Question about extern __shared__

Hi there, I am sure some of you can help me to solve my question.

In the CUDA programming guide they say:

“Note that pointers need to be aligned to the type they point to, so the following code, for example, does not work since array1 is not aligned to 4 bytes”

extern shared float array;
short* array0 = (short*)array;
float* array1 = (float*)&array0[127];

But…is it correct this ?

extern shared char array;
short* array0 = (short*)array;
float* array1 = (float*)&array0[127];

I am not sure.

Another question, in Table 3. Alignment Requirements in Device Code why they don include bool type? Is it the same that char ?

Thank you very much !!

I don’t think it matters how you define array for dynamic shared memory. Since you are going to cast it to something else anyway, you can think of it as raw memory. array1 would still have to point to an address that is a multiple of 4.

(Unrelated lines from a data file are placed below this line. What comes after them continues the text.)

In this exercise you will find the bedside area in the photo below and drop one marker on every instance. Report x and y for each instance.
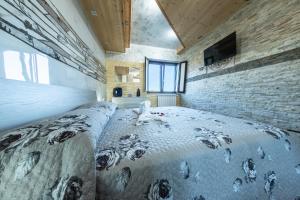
(128, 102)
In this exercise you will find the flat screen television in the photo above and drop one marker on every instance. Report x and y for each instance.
(223, 49)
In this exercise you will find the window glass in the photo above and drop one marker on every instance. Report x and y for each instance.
(154, 77)
(165, 76)
(169, 79)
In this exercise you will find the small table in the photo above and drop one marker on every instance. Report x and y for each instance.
(128, 102)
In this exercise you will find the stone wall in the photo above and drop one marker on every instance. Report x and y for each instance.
(269, 93)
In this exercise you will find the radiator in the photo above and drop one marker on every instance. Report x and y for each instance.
(166, 100)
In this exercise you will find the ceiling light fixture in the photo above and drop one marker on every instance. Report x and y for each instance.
(94, 12)
(171, 34)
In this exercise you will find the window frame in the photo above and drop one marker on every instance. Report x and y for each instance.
(162, 64)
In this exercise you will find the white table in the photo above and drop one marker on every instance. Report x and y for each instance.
(128, 102)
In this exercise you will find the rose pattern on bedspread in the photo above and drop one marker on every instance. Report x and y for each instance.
(26, 164)
(57, 131)
(66, 127)
(20, 137)
(107, 158)
(123, 178)
(249, 169)
(132, 147)
(270, 179)
(160, 190)
(68, 188)
(200, 197)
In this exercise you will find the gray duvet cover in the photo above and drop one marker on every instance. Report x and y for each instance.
(195, 155)
(53, 159)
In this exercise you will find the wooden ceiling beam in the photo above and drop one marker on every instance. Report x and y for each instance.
(192, 20)
(127, 22)
(111, 22)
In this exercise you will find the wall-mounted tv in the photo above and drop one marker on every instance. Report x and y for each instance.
(223, 49)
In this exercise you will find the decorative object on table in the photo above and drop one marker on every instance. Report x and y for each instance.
(117, 92)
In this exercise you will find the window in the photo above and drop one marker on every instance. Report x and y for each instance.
(168, 77)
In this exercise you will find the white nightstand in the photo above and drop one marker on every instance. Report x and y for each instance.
(128, 102)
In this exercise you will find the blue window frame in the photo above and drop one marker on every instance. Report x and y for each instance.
(164, 76)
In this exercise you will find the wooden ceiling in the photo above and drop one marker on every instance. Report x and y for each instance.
(193, 19)
(111, 22)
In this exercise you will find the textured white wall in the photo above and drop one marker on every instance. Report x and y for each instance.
(137, 53)
(34, 85)
(18, 61)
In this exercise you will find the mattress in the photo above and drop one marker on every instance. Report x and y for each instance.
(197, 155)
(53, 159)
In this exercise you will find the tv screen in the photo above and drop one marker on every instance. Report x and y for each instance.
(223, 49)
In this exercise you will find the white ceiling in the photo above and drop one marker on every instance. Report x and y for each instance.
(150, 27)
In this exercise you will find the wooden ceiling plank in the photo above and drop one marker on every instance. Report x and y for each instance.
(194, 19)
(108, 23)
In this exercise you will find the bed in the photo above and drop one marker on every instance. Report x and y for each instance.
(98, 152)
(53, 159)
(197, 155)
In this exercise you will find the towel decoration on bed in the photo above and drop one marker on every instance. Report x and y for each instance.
(26, 164)
(210, 138)
(130, 146)
(160, 190)
(57, 131)
(145, 115)
(65, 188)
(66, 127)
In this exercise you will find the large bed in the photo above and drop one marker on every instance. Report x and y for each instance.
(197, 155)
(98, 152)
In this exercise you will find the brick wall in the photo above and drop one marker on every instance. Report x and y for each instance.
(270, 93)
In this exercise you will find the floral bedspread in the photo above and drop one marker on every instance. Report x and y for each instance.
(195, 155)
(53, 159)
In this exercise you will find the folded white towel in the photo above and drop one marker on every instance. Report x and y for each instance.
(144, 115)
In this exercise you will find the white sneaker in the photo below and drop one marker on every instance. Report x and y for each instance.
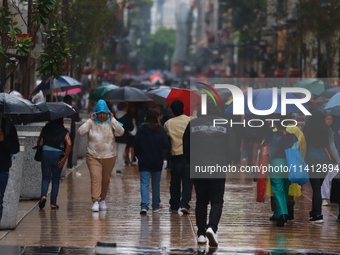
(185, 210)
(95, 207)
(102, 205)
(201, 239)
(212, 236)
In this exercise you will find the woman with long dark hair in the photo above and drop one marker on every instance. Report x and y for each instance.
(150, 141)
(278, 143)
(317, 158)
(56, 142)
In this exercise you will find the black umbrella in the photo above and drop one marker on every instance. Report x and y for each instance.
(49, 111)
(16, 105)
(126, 94)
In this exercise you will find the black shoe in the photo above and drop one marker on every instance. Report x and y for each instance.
(282, 220)
(42, 203)
(54, 207)
(290, 212)
(273, 218)
(316, 219)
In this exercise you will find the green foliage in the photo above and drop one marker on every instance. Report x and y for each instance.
(22, 46)
(160, 44)
(43, 10)
(56, 50)
(89, 23)
(319, 17)
(247, 17)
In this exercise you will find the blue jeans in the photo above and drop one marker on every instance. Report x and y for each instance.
(3, 184)
(49, 167)
(180, 174)
(144, 189)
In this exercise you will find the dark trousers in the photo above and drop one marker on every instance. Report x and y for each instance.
(50, 170)
(316, 180)
(208, 190)
(3, 185)
(70, 156)
(180, 174)
(317, 198)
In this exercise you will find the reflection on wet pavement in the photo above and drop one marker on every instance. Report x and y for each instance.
(52, 250)
(244, 227)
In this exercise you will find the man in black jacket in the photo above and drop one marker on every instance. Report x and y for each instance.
(121, 141)
(9, 144)
(206, 145)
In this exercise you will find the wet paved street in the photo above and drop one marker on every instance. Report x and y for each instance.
(244, 227)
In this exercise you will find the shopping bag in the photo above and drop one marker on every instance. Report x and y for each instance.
(297, 166)
(261, 175)
(335, 190)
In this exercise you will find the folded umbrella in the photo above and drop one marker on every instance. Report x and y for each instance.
(190, 98)
(64, 83)
(10, 104)
(49, 111)
(315, 86)
(159, 97)
(126, 94)
(97, 93)
(144, 86)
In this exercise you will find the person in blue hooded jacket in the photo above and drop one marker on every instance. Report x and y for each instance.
(101, 128)
(150, 141)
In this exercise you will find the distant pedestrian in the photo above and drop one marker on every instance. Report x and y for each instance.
(74, 118)
(180, 171)
(122, 141)
(9, 144)
(318, 137)
(101, 128)
(151, 140)
(56, 142)
(205, 144)
(326, 185)
(132, 112)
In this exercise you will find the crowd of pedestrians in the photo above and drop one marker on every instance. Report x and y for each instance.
(130, 134)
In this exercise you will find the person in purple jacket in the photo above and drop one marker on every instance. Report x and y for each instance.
(150, 141)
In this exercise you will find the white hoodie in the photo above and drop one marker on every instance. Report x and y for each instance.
(101, 143)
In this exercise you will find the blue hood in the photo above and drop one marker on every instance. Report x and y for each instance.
(102, 107)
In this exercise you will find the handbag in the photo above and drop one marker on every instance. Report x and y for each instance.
(297, 166)
(38, 153)
(335, 190)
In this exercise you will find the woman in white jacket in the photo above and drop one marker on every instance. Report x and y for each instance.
(101, 129)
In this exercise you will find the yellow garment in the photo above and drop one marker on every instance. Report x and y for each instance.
(301, 138)
(294, 188)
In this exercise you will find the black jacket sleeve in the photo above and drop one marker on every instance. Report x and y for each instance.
(231, 148)
(11, 141)
(186, 143)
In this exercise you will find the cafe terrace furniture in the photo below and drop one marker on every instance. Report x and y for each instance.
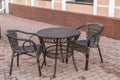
(93, 33)
(57, 44)
(22, 46)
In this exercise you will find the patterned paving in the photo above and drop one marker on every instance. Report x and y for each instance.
(109, 70)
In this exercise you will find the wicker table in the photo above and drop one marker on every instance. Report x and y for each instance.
(57, 43)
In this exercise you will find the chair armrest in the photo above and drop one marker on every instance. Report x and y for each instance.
(81, 26)
(29, 33)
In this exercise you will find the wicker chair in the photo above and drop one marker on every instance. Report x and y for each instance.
(93, 32)
(21, 46)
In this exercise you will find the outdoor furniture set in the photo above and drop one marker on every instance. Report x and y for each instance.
(56, 43)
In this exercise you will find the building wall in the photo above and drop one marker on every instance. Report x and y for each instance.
(78, 8)
(65, 18)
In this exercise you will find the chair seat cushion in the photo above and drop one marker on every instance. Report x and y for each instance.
(81, 42)
(27, 49)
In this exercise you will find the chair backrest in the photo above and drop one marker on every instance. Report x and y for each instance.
(94, 30)
(12, 34)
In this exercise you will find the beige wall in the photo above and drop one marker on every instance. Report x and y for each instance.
(78, 8)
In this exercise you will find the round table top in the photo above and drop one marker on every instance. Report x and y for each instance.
(58, 32)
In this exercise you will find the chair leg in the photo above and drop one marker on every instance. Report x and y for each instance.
(87, 58)
(44, 60)
(38, 63)
(54, 75)
(100, 54)
(74, 61)
(11, 64)
(17, 59)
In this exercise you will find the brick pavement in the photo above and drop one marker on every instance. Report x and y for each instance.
(109, 70)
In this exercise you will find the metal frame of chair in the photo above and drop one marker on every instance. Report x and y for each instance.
(93, 32)
(27, 46)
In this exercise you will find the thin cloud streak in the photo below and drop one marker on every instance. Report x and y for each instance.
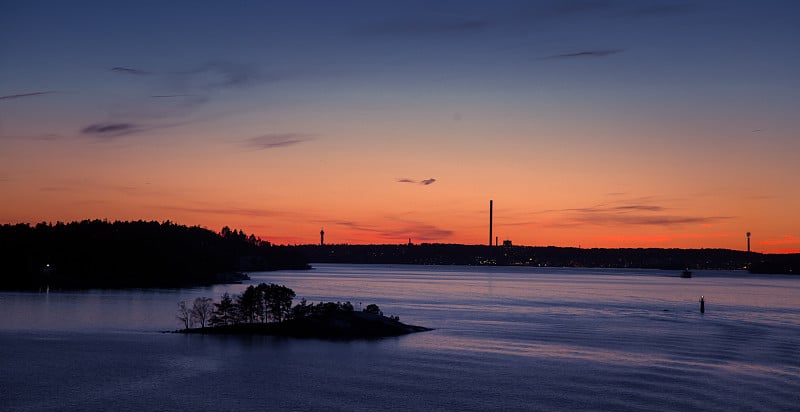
(585, 53)
(111, 130)
(23, 95)
(427, 26)
(128, 70)
(407, 229)
(275, 140)
(425, 182)
(623, 215)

However, if you are always going to be using shared memory for floats, and you define array as float, then you have the convenience of not needing to cast.

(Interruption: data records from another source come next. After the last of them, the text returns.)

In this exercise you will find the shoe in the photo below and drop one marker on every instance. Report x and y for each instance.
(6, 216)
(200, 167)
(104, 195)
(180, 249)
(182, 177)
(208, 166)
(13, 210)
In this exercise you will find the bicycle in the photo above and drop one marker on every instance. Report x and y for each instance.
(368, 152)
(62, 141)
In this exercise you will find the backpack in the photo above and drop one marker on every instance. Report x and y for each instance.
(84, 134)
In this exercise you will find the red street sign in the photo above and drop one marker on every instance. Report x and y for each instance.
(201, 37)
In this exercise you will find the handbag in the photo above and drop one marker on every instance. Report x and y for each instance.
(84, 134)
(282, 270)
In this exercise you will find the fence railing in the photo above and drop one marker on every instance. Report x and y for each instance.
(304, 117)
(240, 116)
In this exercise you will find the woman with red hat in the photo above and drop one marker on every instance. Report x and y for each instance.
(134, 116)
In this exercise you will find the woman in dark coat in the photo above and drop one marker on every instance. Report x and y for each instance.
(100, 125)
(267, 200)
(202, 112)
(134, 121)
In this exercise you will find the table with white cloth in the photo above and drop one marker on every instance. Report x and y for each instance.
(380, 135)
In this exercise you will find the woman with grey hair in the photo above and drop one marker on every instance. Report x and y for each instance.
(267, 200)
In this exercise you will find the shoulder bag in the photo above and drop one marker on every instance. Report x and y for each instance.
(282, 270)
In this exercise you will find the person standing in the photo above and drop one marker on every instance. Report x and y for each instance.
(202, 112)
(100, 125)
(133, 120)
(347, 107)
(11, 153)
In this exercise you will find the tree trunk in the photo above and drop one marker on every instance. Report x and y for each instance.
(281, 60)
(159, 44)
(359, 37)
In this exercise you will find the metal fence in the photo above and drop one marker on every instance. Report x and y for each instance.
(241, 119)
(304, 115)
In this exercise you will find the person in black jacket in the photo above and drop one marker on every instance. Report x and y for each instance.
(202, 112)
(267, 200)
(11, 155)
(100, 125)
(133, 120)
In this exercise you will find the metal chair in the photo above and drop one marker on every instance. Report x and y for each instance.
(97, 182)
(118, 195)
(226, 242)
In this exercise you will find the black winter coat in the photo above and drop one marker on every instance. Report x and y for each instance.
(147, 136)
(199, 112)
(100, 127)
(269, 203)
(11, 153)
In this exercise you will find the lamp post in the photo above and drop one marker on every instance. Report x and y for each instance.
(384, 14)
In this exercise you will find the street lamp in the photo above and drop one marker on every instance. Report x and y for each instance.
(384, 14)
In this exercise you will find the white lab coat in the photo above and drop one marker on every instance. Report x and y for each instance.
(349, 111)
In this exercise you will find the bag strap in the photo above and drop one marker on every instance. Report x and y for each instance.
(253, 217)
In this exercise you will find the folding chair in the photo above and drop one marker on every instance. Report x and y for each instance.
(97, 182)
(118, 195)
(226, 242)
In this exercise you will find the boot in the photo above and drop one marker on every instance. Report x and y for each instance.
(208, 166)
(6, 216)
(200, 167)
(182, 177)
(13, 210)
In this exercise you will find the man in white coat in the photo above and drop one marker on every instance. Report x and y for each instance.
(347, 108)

GPUs require naturally alignment of data on the device, i.e. 2-byte quantities need to be aligned on 2-byte boundaries, 4-bytes quantities on 4-byte boundaries, and so on. If objects of different unit size are used inside an extern shared block, you would want to declare it as being of the largest type you plan to store in the shared memory. Then declare the objects in order of decreasing unit size and they will automatically fufil the alignment requirement. E.g.

#define K 7
#define M 3
#define N 5

extern __shared__ double shmem[];

double *myDoubles = (double*)shmem;          // array of K doubles
int **myIntPtrs = (int *)(myDoubles + K);    // array of M pointers to int
float *myFloats = (float *)(myIntPtrs + M);  // array of N floats
short *myShorts = (short *)(myFloats + N);

Thank you very much to both. That is usefull for my purpose.

I have doubles, floats, ints and booleans. So I am going to do as njuffa proposes:

extern __shared__ double shared[];

double *myDoubles = (double*)shared; // array of K doubles
double *aDouble = (double *)(myDoubles + K); // a only Double
float *myFloats = (float *)(aDouble + 1); // array of M floats
float *aFloat = (float*)(myFloats + M); // 1 only float 
int *myInts = (int *)(aFloat + 1); // array of N ints
bool *myBools = (bool *)(myInts + N);

Only a question njuffa, why do you write int **myIntPtrs before floats ?

Thanks !!!

Pointers are either 8 bytes or 4 bytes, depending on whether the host platform is 64-bit or 32-bit. For portability of code and data between host and device, CUDA uses the pointer size native to the host system for device code as well.

As for the size of bool: Best I know it is implementation-defined per the ISO C++ standard. So it would be best to check this by examining the result of sizeof(bool).